這次,我們路線明確,幾乎沒繞什麼彎路,便來到了龍山外。付了車費,我們開始翻山。
路上無話,我們默默地翻過一架又一架的山樑。有時,我會希望我們的速度能夠快一些,因爲快一些,我就可以儘早地到達龍灣村。然而又有時,我卻希望慢一些,因爲我怕,我怕我們達到龍灣村後,那裡沒有凌玥的身影。
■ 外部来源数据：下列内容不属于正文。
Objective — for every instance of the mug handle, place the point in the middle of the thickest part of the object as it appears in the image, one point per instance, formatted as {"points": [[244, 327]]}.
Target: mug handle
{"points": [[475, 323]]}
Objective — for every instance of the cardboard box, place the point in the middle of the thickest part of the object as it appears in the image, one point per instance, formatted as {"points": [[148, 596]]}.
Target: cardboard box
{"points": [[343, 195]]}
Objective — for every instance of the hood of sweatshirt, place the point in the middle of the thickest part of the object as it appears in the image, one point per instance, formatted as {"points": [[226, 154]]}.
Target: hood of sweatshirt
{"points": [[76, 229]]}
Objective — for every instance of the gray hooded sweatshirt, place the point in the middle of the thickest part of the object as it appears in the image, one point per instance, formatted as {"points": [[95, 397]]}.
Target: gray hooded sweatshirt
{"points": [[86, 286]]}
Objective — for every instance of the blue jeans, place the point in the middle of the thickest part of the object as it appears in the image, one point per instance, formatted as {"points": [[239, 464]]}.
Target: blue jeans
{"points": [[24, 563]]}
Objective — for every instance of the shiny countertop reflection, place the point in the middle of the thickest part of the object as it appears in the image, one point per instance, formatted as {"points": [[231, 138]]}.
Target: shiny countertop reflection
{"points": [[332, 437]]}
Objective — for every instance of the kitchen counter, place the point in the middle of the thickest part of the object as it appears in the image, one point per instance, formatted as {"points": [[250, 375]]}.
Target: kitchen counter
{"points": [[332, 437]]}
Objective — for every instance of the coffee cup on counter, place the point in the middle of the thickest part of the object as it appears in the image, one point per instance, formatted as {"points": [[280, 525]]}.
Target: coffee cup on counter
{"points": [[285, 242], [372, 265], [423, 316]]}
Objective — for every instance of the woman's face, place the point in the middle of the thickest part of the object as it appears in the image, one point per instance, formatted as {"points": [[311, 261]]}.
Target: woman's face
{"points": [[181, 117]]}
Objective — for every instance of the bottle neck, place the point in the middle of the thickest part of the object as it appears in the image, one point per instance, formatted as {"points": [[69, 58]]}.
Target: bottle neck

舊傷在身,我和二蛋的體力都不如從前,但好在這次我們來得早,有更多的時間可以分配在爬山和休息上。
翻上最後一架山樑的時候,已是傍晚時分。
記得上次來到這裡的時候,也是傍晚,然而物是人非,感受已然大不相同。
白浪如雲,碧海如天,礁崖如火,紅沙如玉,如畫般的美景。我望着眼前的這幅畫卷,長長的一聲嘆息。
我低頭,去找尋記憶中,那些隱在山影中的礁石小屋。
沒有礁石小屋,有的,只是一片礁石的廢墟。
我驀地一愣,腦中升起一種不祥的預感,和二蛋一路小跑着下了山,來到了那片廢墟中。
大大小小的海血礁石,雜亂無章地裸露在海沙間,鋪佔了大片的沙灘,似乎曾經歷過一場破壞力巨大的海嘯,觸目所見,一切都瀰漫着碎裂和死亡的氣息。
這裡沒有人,也沒有其他活的生靈。
“這、這,這是咋回事?村子呢?石屋呢?”望着滿目的狼藉,二蛋結巴道。
我沉重地搖頭。
“應該是那場火山爆發,引發了海嘯,淹沒了龍灣村。”我猜測道。
“我的天!”二蛋嘆道,“那龍灣村人呢?咋一個人影也沒有?最慘,也應該有屍體纔對啊!”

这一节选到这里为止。